On 5/27/25 15:42, Markus Armbruster wrote:
Paolo Bonzini <pbonz...@redhat.com> writes:
Rust makes the current file available as a statically-allocated string,
but without a NUL terminator. Allow this by storing an optional maximum
length in the Error.
Note that for portability I am not relying on fprintf's precision
specifier not accessing memory beyond what will be printed.

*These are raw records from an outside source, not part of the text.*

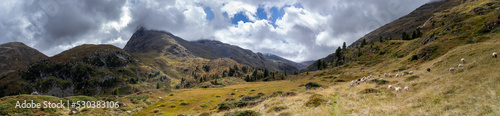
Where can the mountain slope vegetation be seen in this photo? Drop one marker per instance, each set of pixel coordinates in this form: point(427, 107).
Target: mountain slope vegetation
point(448, 31)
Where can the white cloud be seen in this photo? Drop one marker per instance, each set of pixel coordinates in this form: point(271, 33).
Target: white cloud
point(307, 33)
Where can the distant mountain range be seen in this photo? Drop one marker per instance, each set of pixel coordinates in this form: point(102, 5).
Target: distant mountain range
point(152, 41)
point(150, 57)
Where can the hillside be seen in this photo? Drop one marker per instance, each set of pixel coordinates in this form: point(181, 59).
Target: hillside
point(15, 56)
point(418, 20)
point(408, 23)
point(147, 41)
point(83, 70)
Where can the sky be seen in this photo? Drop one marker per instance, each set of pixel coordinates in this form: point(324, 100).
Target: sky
point(299, 30)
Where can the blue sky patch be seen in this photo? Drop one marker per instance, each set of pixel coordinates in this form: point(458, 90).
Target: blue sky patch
point(209, 12)
point(240, 16)
point(261, 13)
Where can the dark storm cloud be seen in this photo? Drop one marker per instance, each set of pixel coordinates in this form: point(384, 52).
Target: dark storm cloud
point(309, 32)
point(51, 23)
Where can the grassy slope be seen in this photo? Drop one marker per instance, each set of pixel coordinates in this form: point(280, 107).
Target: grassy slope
point(472, 90)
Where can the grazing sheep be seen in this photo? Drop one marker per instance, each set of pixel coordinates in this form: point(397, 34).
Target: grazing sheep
point(398, 89)
point(452, 70)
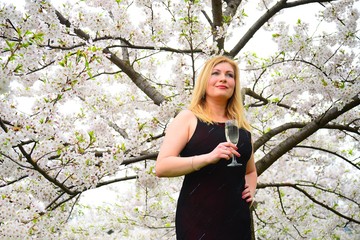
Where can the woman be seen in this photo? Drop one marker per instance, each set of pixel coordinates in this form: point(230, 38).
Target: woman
point(214, 199)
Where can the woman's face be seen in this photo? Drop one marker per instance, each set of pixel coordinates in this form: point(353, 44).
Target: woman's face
point(221, 84)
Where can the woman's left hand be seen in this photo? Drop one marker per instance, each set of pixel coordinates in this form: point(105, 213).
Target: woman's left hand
point(247, 195)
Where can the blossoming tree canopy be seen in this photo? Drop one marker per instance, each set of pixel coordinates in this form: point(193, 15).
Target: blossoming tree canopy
point(87, 89)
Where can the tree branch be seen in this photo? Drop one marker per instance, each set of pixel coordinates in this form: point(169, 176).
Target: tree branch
point(328, 151)
point(308, 195)
point(282, 4)
point(310, 128)
point(139, 80)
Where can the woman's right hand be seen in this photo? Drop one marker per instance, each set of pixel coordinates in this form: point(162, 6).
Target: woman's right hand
point(223, 151)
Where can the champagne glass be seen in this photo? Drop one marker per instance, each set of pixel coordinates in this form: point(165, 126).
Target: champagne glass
point(232, 135)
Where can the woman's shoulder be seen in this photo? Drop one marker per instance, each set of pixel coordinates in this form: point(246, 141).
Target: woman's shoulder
point(186, 114)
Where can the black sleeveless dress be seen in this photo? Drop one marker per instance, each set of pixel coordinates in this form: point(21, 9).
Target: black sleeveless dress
point(210, 205)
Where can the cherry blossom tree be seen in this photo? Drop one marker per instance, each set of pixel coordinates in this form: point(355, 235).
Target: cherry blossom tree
point(88, 88)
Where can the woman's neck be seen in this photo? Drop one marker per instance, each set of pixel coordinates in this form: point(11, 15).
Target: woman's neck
point(217, 110)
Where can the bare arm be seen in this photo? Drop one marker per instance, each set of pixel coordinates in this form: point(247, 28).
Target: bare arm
point(170, 164)
point(251, 180)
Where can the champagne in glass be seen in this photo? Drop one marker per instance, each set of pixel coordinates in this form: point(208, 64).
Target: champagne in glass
point(232, 135)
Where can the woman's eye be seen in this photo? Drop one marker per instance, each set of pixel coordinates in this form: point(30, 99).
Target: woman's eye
point(230, 75)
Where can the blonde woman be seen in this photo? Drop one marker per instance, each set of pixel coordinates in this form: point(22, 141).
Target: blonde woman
point(214, 199)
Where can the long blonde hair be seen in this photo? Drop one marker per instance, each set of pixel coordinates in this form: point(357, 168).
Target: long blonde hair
point(234, 108)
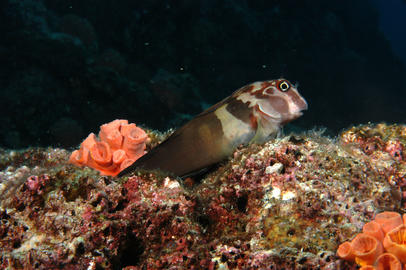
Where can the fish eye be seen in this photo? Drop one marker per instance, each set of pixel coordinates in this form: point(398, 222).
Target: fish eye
point(284, 86)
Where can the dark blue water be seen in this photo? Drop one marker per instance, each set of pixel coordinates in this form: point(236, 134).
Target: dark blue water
point(69, 66)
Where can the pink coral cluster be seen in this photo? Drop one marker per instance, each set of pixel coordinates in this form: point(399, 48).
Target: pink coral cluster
point(381, 245)
point(119, 146)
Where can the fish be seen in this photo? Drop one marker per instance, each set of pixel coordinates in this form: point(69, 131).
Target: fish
point(252, 114)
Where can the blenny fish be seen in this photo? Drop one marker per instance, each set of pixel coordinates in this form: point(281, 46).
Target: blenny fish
point(252, 114)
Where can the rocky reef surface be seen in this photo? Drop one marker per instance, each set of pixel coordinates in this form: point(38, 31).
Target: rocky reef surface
point(287, 204)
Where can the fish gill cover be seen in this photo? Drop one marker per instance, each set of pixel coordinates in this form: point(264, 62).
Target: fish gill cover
point(68, 67)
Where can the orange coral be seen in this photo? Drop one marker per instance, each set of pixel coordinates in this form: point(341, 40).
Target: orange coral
point(395, 242)
point(366, 249)
point(388, 261)
point(387, 233)
point(119, 146)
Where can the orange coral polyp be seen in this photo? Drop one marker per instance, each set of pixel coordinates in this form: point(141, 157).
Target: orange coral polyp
point(345, 251)
point(366, 249)
point(388, 261)
point(119, 156)
point(101, 154)
point(367, 267)
point(119, 146)
point(395, 242)
point(374, 229)
point(389, 220)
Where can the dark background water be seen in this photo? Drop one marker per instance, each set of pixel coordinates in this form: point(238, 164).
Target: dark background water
point(69, 66)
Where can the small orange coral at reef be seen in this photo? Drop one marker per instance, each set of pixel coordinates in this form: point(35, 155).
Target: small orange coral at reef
point(118, 146)
point(382, 245)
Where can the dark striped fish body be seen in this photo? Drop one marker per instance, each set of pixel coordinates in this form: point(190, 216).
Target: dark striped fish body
point(250, 115)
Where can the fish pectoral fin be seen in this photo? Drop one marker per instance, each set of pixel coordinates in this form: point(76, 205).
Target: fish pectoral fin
point(264, 131)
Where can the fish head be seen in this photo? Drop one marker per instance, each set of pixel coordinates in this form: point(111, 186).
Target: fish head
point(277, 101)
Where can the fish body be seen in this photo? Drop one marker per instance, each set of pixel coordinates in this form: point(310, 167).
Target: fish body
point(252, 114)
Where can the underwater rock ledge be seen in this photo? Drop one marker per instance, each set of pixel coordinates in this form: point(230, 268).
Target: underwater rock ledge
point(286, 204)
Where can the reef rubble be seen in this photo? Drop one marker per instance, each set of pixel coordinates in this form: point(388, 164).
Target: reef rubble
point(287, 204)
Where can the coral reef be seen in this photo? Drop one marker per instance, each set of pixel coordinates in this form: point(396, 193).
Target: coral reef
point(119, 146)
point(287, 204)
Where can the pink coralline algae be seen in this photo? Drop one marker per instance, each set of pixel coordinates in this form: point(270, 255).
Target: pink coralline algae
point(287, 204)
point(119, 146)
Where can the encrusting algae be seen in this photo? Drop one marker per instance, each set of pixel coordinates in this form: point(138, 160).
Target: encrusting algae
point(286, 204)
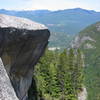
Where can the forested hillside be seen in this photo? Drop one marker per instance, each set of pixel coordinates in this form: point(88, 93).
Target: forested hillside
point(89, 42)
point(63, 24)
point(59, 76)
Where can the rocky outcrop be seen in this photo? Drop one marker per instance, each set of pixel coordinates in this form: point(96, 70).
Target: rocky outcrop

Can you elaborate on the portability problem? I figure ...
{
if (errp == &error_abort) {
+ const char *src = err->src;
+ if (err->src_len >= 0) {
+ /* No need to free it, the program will abort very soon... */
+ src = g_strndup(err->src, err->src_len);
+ }
fprintf(stderr, "Unexpected error in %s() at %s:%d:\n",
- err->func, err->src, err->line);
+ err->func, src, err->line);
... you're avoiding the simpler
fprintf(stderr, "Unexpected error in %s() at %.*s:%d:\n",
err->func, err->src_len, err->src, err->line);
because of it.
I couldn't find anything that says %s is allowed to not be
NUL-terminated if a precision is given. That is, whether something like
this:
char foo[] = {'H', 'e', 'l', 'l', 'o'};
printf("%.5s\n", foo);
is guaranteed to work.
This is opposed to:
1) strnlen
(https://pubs.opengroup.org/onlinepubs/9699919799/functions/strnlen.html),
which is guaranteed to examine no more than the number of bytes given by
the second character;
2) strndup, for which I found at least a clarification at
https://www.austingroupbugs.net/view.php?id=1397.
3) g_strndup, which guarantees that the allocated block is of length n+1
and padded with NULs (though in the case above there will be just one
NUL anyway)
And also, for strndup/g_strndup it would be quite asinine to implement
it using some kind of min(strlen(s), n) but for printf the complexity is
greater so you never know. I erred on the side of caution because
avoiding an allocation before an abort() isn't particularly interesting.